O crime ocorreu em março de 2025, em Belém. Segundo as investigações, Bruna foi atingida com um tiro na cabeça dentro do veículo do acusado, após um desentendimento entre os dois. A vítima chegou a ser socorrida e levada ao Hospital Pronto-Socorro Mário Pinotti, mas não resistiu aos ferimentos.

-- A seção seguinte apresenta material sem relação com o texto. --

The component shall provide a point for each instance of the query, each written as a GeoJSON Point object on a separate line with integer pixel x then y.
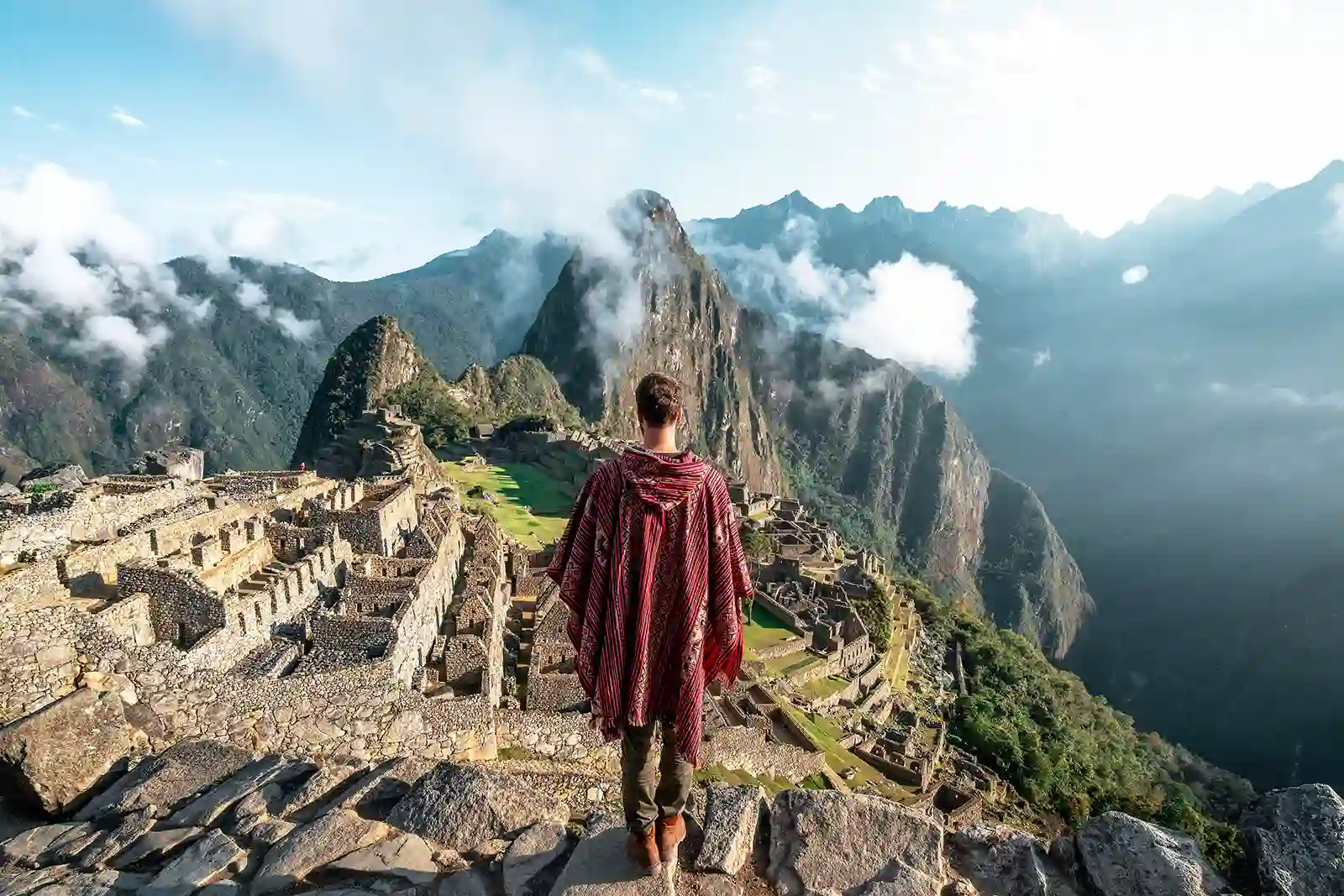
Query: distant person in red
{"type": "Point", "coordinates": [652, 570]}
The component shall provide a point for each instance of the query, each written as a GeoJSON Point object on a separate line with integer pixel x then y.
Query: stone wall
{"type": "Point", "coordinates": [564, 736]}
{"type": "Point", "coordinates": [752, 752]}
{"type": "Point", "coordinates": [367, 636]}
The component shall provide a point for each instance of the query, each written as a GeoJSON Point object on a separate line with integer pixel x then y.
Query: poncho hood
{"type": "Point", "coordinates": [663, 479]}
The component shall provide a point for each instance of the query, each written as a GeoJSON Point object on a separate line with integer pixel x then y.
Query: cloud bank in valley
{"type": "Point", "coordinates": [1136, 275]}
{"type": "Point", "coordinates": [67, 254]}
{"type": "Point", "coordinates": [918, 315]}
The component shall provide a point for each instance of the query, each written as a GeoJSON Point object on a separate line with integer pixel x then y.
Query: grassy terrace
{"type": "Point", "coordinates": [827, 735]}
{"type": "Point", "coordinates": [792, 664]}
{"type": "Point", "coordinates": [764, 631]}
{"type": "Point", "coordinates": [533, 506]}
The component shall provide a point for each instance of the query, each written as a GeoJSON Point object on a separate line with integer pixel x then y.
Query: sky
{"type": "Point", "coordinates": [358, 137]}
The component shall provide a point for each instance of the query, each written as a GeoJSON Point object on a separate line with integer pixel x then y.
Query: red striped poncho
{"type": "Point", "coordinates": [652, 570]}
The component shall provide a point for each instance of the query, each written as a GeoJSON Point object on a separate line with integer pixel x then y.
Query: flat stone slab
{"type": "Point", "coordinates": [732, 815]}
{"type": "Point", "coordinates": [313, 846]}
{"type": "Point", "coordinates": [210, 806]}
{"type": "Point", "coordinates": [170, 779]}
{"type": "Point", "coordinates": [320, 786]}
{"type": "Point", "coordinates": [601, 868]}
{"type": "Point", "coordinates": [55, 757]}
{"type": "Point", "coordinates": [1126, 856]}
{"type": "Point", "coordinates": [156, 844]}
{"type": "Point", "coordinates": [463, 806]}
{"type": "Point", "coordinates": [465, 883]}
{"type": "Point", "coordinates": [29, 848]}
{"type": "Point", "coordinates": [203, 862]}
{"type": "Point", "coordinates": [403, 856]}
{"type": "Point", "coordinates": [1296, 839]}
{"type": "Point", "coordinates": [824, 841]}
{"type": "Point", "coordinates": [531, 853]}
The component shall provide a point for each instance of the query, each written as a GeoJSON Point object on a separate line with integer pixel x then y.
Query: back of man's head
{"type": "Point", "coordinates": [658, 399]}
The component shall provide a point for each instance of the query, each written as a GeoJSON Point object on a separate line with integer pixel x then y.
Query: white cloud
{"type": "Point", "coordinates": [124, 336]}
{"type": "Point", "coordinates": [914, 313]}
{"type": "Point", "coordinates": [1277, 396]}
{"type": "Point", "coordinates": [124, 117]}
{"type": "Point", "coordinates": [761, 78]}
{"type": "Point", "coordinates": [295, 328]}
{"type": "Point", "coordinates": [80, 261]}
{"type": "Point", "coordinates": [874, 80]}
{"type": "Point", "coordinates": [660, 94]}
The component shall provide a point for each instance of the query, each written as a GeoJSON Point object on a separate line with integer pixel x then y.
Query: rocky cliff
{"type": "Point", "coordinates": [606, 322]}
{"type": "Point", "coordinates": [208, 817]}
{"type": "Point", "coordinates": [373, 362]}
{"type": "Point", "coordinates": [871, 446]}
{"type": "Point", "coordinates": [380, 364]}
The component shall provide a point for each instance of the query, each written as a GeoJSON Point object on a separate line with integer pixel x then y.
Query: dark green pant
{"type": "Point", "coordinates": [645, 799]}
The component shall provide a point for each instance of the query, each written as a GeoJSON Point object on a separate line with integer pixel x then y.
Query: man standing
{"type": "Point", "coordinates": [652, 570]}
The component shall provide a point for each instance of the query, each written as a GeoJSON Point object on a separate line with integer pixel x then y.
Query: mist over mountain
{"type": "Point", "coordinates": [1173, 394]}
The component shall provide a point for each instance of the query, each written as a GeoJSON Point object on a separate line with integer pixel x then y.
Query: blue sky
{"type": "Point", "coordinates": [375, 134]}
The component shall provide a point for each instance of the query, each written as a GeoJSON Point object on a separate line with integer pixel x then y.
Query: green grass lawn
{"type": "Point", "coordinates": [792, 664]}
{"type": "Point", "coordinates": [764, 631]}
{"type": "Point", "coordinates": [820, 688]}
{"type": "Point", "coordinates": [534, 506]}
{"type": "Point", "coordinates": [827, 734]}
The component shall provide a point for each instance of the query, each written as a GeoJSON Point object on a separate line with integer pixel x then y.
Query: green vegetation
{"type": "Point", "coordinates": [790, 664]}
{"type": "Point", "coordinates": [823, 688]}
{"type": "Point", "coordinates": [428, 401]}
{"type": "Point", "coordinates": [759, 546]}
{"type": "Point", "coordinates": [764, 631]}
{"type": "Point", "coordinates": [772, 783]}
{"type": "Point", "coordinates": [875, 610]}
{"type": "Point", "coordinates": [1070, 752]}
{"type": "Point", "coordinates": [534, 506]}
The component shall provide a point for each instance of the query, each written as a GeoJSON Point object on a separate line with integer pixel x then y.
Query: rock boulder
{"type": "Point", "coordinates": [53, 758]}
{"type": "Point", "coordinates": [463, 806]}
{"type": "Point", "coordinates": [823, 841]}
{"type": "Point", "coordinates": [1008, 862]}
{"type": "Point", "coordinates": [730, 828]}
{"type": "Point", "coordinates": [1126, 856]}
{"type": "Point", "coordinates": [1296, 840]}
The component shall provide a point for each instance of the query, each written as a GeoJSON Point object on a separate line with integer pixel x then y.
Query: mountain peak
{"type": "Point", "coordinates": [374, 360]}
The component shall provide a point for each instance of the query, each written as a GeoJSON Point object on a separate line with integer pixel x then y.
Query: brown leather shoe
{"type": "Point", "coordinates": [643, 851]}
{"type": "Point", "coordinates": [669, 833]}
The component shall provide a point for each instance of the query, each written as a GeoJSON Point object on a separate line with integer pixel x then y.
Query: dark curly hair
{"type": "Point", "coordinates": [658, 399]}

Durante audiência judicial, Wladson confessou ter efetuado o disparo, porém alegou que o tiro teria sido acidental e negou intenção de matar a estudante. Ainda assim, a Justiça entendeu que há indícios suficientes de autoria e materialidade do crime para que o caso seja julgado pelo Tribunal do Júri.
A denúncia aponta que o relacionamento era marcado por comportamento controlador, ciúmes excessivos e isolamento social da vítima. O caso é acompanhado pela 1ª Promotoria de Justiça de Violência Doméstica e Familiar contra a Mulher de Belém.
Ao longo das investigações, foram realizadas perícias técnicas, incluindo exame balístico, laudo necroscópico, reprodução simulada dos fatos e análise genética na arma de fogo. De acordo com os laudos, o disparo foi efetuado a curta distância e não houve falha mecânica na arma utilizada.
A reprodução simulada também concluiu que a versão apresentada pelo acusado não era compatível com os vestígios encontrados no veículo e na vítima. A perícia apontou que a trajetória do projétil e os danos registrados no automóvel reforçam que o disparo partiu do policial militar.
A investigação também identificou mensagens consideradas ameaçadoras enviadas por Wladson nos dias que antecederam o crime. Entre os trechos recuperados pela perícia em aparelhos celulares estavam frases como “Ta vai ver só”, “Só tenha ciência de uma coisa” e “Nossos caminhos vão se cruzar”.
O automóvel onde ocorreu o crime apresentava diversas marcas de tiros, incluindo o vidro do lado do carona completamente destruído. Após o ocorrido, o policial levou Bruna ao pronto-socorro e acabou preso em flagrante.
Com a decisão de pronúncia, o acusado seguirá preso preventivamente até o julgamento pelo júri popular.